それまで私はアイスクリームは夏のものだと確信していた。しかしこの男はアイスクリームの味と食感がよほど好きだったにちがいない。骨まで凍るような寒さの中で、アイスクリームを食べずにはいられなかったのだ。

アメリカのどんな小さな町に行っても、映画館がないことはあってもアイスクリーム・パーラーのない所はない。スーパーではバケツ入りのアイスクリームを売っている。サーティワン、ハーゲンダッツ、ベン&ジェリー、コールドストーンなど、日本に進出したアイスクリームのブランドはみなアメリカのものだ。
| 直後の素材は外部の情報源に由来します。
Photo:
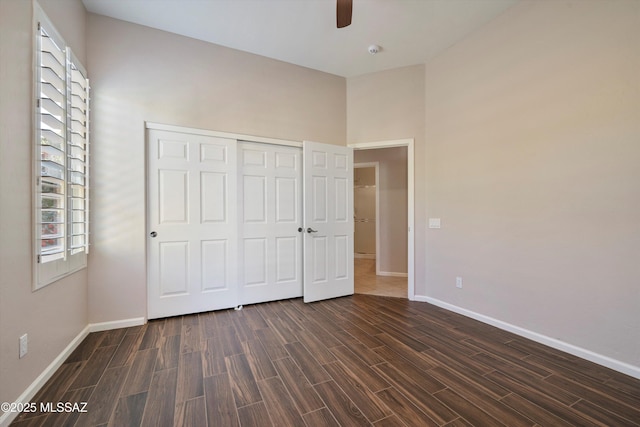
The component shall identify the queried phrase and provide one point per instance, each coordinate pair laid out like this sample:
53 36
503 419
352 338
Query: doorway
389 269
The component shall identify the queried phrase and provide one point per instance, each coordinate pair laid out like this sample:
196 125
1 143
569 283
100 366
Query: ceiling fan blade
343 12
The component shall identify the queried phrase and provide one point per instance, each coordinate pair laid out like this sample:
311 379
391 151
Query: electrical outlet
24 340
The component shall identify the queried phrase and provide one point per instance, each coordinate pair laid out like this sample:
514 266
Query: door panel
193 258
328 212
270 202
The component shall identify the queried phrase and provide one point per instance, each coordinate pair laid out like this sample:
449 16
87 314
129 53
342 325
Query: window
62 154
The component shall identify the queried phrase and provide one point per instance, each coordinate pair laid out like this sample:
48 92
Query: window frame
68 192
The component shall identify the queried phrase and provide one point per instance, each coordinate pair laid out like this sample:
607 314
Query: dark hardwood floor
360 360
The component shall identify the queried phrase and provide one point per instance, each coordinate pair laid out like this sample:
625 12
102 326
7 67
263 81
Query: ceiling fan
343 13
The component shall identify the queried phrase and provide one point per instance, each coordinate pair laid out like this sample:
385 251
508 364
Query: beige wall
392 189
389 105
532 160
54 315
139 74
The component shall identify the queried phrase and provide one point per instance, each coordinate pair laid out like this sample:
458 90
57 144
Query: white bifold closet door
270 212
192 222
234 223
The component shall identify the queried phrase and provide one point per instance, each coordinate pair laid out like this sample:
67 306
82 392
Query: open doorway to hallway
381 207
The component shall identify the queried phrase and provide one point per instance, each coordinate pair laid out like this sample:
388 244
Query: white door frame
409 143
376 166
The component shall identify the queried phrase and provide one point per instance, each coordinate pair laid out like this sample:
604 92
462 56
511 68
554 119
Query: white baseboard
116 324
589 355
37 384
364 256
391 274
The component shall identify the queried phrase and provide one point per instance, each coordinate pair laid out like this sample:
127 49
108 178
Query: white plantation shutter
78 158
62 150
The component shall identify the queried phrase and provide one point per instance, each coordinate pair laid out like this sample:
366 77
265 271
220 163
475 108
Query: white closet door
328 219
270 212
192 263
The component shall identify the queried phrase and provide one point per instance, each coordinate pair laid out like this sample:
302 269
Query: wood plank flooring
367 282
354 361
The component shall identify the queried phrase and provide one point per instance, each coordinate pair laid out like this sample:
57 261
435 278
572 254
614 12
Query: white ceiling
304 32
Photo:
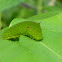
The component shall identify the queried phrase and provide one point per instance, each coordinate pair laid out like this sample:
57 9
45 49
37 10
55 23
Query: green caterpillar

アイスクリームそのものはイタリアが発祥の地ということになっているが、その発展に大きく寄与したのは疑いもなくアメリカ合衆国である。手でガラガラまわしてアイスクリームを作る機械がありますね。あれを発明したのはアメリカ人の主婦で1846年のことだったという。
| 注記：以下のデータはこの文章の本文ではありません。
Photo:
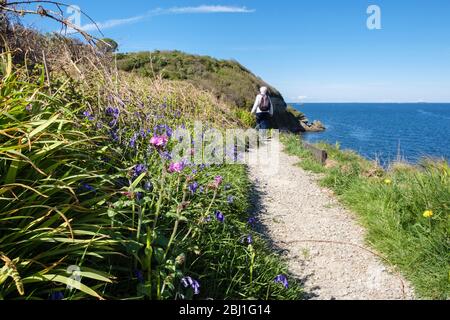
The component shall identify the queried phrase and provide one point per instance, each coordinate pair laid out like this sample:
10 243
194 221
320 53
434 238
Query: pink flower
159 141
218 180
176 167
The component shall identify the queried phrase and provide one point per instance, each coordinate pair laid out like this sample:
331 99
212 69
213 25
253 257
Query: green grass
71 197
391 205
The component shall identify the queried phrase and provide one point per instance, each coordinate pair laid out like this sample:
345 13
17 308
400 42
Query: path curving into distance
321 241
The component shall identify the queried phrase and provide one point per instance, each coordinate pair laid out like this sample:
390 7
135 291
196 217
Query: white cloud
205 9
210 9
111 23
298 99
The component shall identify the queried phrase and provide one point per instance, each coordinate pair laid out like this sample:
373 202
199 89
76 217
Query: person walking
263 108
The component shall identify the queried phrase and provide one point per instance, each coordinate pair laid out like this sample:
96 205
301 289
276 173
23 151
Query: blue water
384 131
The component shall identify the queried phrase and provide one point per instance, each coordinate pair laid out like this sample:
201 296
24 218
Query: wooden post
318 154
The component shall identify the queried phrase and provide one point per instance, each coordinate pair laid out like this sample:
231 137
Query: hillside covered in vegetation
228 80
94 205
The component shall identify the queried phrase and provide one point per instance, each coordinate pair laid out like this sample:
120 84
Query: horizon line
372 102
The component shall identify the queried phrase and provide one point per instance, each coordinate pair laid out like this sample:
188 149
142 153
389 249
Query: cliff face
227 79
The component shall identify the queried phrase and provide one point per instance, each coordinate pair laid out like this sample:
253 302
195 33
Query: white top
258 102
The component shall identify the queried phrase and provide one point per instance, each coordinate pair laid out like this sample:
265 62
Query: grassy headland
92 200
228 80
405 209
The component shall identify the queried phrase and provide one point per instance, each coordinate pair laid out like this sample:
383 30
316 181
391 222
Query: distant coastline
408 131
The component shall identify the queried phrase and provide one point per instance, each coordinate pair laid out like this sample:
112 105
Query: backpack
264 105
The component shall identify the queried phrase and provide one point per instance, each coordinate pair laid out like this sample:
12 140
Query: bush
90 203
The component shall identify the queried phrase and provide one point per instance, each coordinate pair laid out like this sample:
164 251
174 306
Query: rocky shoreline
315 126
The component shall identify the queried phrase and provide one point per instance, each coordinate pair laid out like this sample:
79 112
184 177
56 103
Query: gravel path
293 210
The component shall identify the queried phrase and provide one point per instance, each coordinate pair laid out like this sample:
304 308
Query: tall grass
406 210
90 208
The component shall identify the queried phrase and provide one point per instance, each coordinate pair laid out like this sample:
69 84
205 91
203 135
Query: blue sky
312 51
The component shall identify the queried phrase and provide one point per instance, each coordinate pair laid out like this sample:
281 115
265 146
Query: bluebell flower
219 216
188 282
111 111
57 296
283 280
133 141
122 182
165 155
114 136
148 186
138 170
85 187
139 275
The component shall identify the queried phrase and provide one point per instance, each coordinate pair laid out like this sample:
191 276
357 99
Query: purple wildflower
139 275
163 129
176 167
57 296
159 141
218 180
114 136
85 187
111 111
88 115
188 282
193 187
138 170
148 186
166 155
282 279
219 216
133 142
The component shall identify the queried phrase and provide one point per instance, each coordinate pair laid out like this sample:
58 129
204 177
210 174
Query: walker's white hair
263 90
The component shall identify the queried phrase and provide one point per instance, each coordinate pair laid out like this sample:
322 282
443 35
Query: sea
385 132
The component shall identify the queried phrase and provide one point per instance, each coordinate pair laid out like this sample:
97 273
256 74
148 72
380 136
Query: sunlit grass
405 209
「風とともに去りぬ」の冒頭、スカーレット・オハラは淑女のたしなみとして舞踏会に行く時には前もってお腹いっぱい食事をしておかなければならないという風習(舞踏会でがつがつ食べては名前に傷がつくから)に反抗して「この間行った舞踏会ではせっかくのアイスクリームが一口しか食べられなかったじゃないの」という。小説ではあるが根も葉もないことではあるまい。これが1861年のことで、南部の資産家の間ではアイスクリームが普及していた事がうかがわれる。

その1年前、すなわち1860年に日本からはじめての遣米大使の一行がアメリカに行った。歓迎宴の席上でアイスクリームを食べたのが、日本人がアイスクリームを食べたはじめだとされている。

一行がフィラデルフィアに行った時には米の飯が食卓に出た。感激して食べてみるとバターで味付けされている。がっかりして、バターなしで願いたい、と頼むと再び出てきた飯は砂糖で調理されていてやはり食べられない。無念やるかたない思いでパンを食べた、ということだ。アメリカ人にしてみれば、日本人が米を食べる事を知って親切のつもりで出した飯ではあったが、やはり「乳と蜜」の伝統から抜け出ることはできなかったのだ。

「乳と蜜の流れる土地」という言葉は単に豊かさを象徴した言葉で、文字どおり受け取る必要はないのだろう。でもアイスクリームを見るかぎり、アメリカこそは「乳と蜜の流れる土地」を実現した史上最初の国ではないだろうか。